TRUTH IN THE INWARD PARTS IS NOT PROPOSITIONAL. NOR IS IT CONFESSIONAL.

"Ye will not come unto me that ye might have life." This saying of Jesus mingled itself with his brooding, and by and by, though yet he was brooding rather than meditating, the form of Jesus had gathered, in the stillness of his mental quiescence, so much of reality that at length he found himself thinking of him as of a true-hearted man, mightily in earnest to help his fellows, who could not get them to mind what he told them. "Ah!" said the curate to himself, "if I had but seen him, would not I have minded him!—would I not have haunted his steps, with question upon question, until I got at the truth!"

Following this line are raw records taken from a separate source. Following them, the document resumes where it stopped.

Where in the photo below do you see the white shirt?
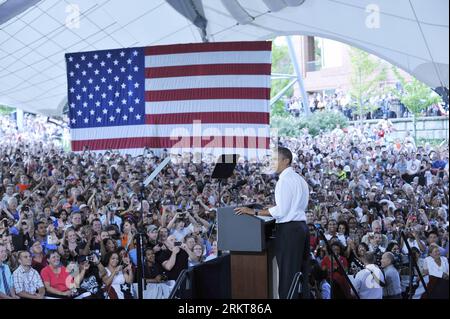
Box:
[353,264,384,299]
[100,214,122,228]
[424,256,448,278]
[269,167,309,223]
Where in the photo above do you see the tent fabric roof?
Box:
[0,0,449,115]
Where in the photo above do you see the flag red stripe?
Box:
[145,112,269,125]
[145,41,272,55]
[72,136,270,152]
[145,63,272,79]
[145,88,270,102]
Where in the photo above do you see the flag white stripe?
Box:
[145,99,268,114]
[145,75,270,91]
[145,51,272,68]
[71,124,270,141]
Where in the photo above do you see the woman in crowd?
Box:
[41,250,77,298]
[30,240,48,273]
[424,244,448,280]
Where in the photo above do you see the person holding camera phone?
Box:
[102,252,134,299]
[235,147,310,299]
[167,209,192,242]
[76,253,106,299]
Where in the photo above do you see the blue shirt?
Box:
[0,263,14,295]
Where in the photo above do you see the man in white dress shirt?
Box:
[235,147,310,299]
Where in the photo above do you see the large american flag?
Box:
[66,41,272,156]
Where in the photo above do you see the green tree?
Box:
[392,67,442,142]
[270,42,294,116]
[350,48,387,120]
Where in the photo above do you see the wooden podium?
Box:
[217,207,278,299]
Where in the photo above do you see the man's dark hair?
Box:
[278,147,292,165]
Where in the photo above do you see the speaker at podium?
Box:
[217,205,278,299]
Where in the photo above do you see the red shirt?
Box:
[41,265,74,292]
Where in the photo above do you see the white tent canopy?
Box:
[0,0,449,115]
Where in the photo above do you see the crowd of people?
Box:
[0,113,449,299]
[285,90,449,121]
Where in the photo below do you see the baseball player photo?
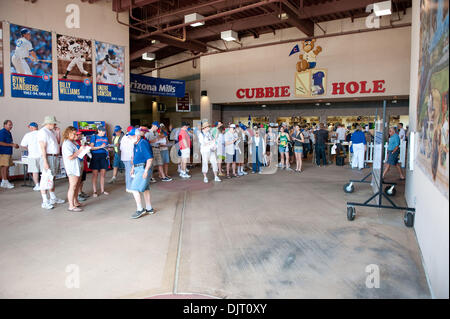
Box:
[10,24,52,76]
[56,34,92,81]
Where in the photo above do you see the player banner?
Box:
[10,24,53,99]
[95,41,125,103]
[56,34,94,102]
[0,21,4,96]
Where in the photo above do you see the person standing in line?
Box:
[61,126,84,212]
[278,126,292,171]
[108,125,125,184]
[314,123,328,167]
[351,125,367,170]
[120,126,135,193]
[0,120,19,189]
[128,128,155,219]
[197,122,221,183]
[37,116,65,209]
[178,122,191,178]
[292,125,305,172]
[217,126,225,176]
[20,122,41,191]
[383,127,405,180]
[89,125,109,197]
[224,124,239,178]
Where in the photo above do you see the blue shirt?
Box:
[90,135,109,154]
[388,133,400,151]
[133,138,153,165]
[351,130,367,145]
[0,128,12,155]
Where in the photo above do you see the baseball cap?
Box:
[152,121,159,128]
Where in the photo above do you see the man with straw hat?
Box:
[37,116,65,209]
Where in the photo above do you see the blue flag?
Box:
[289,44,300,56]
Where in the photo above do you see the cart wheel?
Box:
[343,183,355,193]
[403,211,415,227]
[384,185,397,196]
[347,206,356,220]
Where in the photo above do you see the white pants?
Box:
[352,143,365,169]
[201,151,218,173]
[67,57,87,74]
[11,55,31,75]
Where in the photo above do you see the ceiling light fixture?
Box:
[220,30,238,41]
[142,52,156,61]
[373,0,392,17]
[184,13,205,27]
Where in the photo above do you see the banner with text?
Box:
[95,41,125,103]
[130,73,186,97]
[56,34,94,102]
[10,24,53,100]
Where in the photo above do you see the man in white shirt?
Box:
[37,116,65,209]
[20,122,41,191]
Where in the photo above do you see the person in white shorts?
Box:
[63,40,91,79]
[37,116,65,209]
[20,122,41,191]
[11,28,37,75]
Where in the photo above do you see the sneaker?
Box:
[131,208,147,219]
[41,202,53,210]
[50,198,66,205]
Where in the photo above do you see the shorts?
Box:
[0,154,13,167]
[160,150,170,164]
[181,148,191,159]
[130,166,152,193]
[39,155,60,176]
[225,151,237,163]
[152,147,162,167]
[294,146,303,153]
[27,157,41,173]
[89,153,108,170]
[386,150,400,166]
[113,153,125,169]
[278,146,289,153]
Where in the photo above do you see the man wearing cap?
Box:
[120,126,134,193]
[128,128,154,218]
[20,122,41,191]
[178,122,191,178]
[0,120,19,189]
[145,121,172,182]
[37,116,65,209]
[108,125,125,184]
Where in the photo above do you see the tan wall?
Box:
[0,0,130,158]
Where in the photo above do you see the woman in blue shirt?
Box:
[89,126,109,197]
[383,127,405,180]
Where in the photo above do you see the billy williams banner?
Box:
[10,24,52,99]
[56,34,94,102]
[130,73,186,97]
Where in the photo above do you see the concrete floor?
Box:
[0,163,430,298]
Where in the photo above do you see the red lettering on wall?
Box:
[266,86,274,97]
[373,80,386,93]
[345,81,359,94]
[331,82,345,94]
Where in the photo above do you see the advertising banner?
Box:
[56,34,94,102]
[130,73,186,97]
[10,24,53,99]
[95,41,125,103]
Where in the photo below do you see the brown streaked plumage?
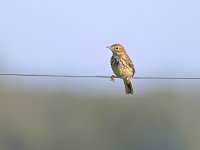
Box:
[107,44,135,94]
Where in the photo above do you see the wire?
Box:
[0,73,200,80]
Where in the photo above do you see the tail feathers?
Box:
[124,79,134,94]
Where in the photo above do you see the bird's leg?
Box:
[110,75,116,82]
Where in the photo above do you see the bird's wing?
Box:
[127,55,135,75]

TRUTH IN THE INWARD PARTS IS ACTIONAL: WILLING TO DO HIS WILL—DOING A THING JUST BECAUSE HE SAYS.

"Yet here have I, all these years, been calling myself a Christian, ministering, forsooth, in the temple of Christ, as if he were a heathen divinity, who cared for songs and prayers and sacrifices, and cannot honestly say I ever once in my life did a thing because he said so, although the record is full of his earnest, even pleading words! I have NOT been an honest man, and how should a dishonest man be a judge over that man who said he was the Christ of God? Would it be any wonder if the things he uttered should be too high and noble to be by such a man recognized as truth?"

With this, yet another saying dawned upon, him: IF ANY MAN WILL DO HIS WILL, HE SHALL KNOW OF THE DOCTRINE, WHETHER IT BE OF GOD, OR WHETHER I SPEAK OF MYSELF. He went into a place of prayer and shut to the door—came out again, and went straight to visit a certain grievous old woman.

Selah.
 

George MacDonald, The Curate’s Awakening, “Chapter XXXI: The Curate Makes a Discovery.

Wednesday, October 19, 2016

Lord, make me honest

LORD, MAKE ME HONEST

“I am sure Mr. Faber is honest,” said Helen. “That is much to say for any man,” returned the curate. “If any man is, then,” adjusted Juliet. “That is a great IF,” rejoined Wingfold. “—Are you honest, Helen?” he added, turning to his wife. “No,” she answered, “But I am honester than I was a year ago.” “So am I,” said her husband. “And I hope to be honester yet before another is over. It's a big thing to say, ‘I am honest.’”




Selah.

George MacDonald, The Lady’s Confession, "Chapter XVIII: The Park at Nestley."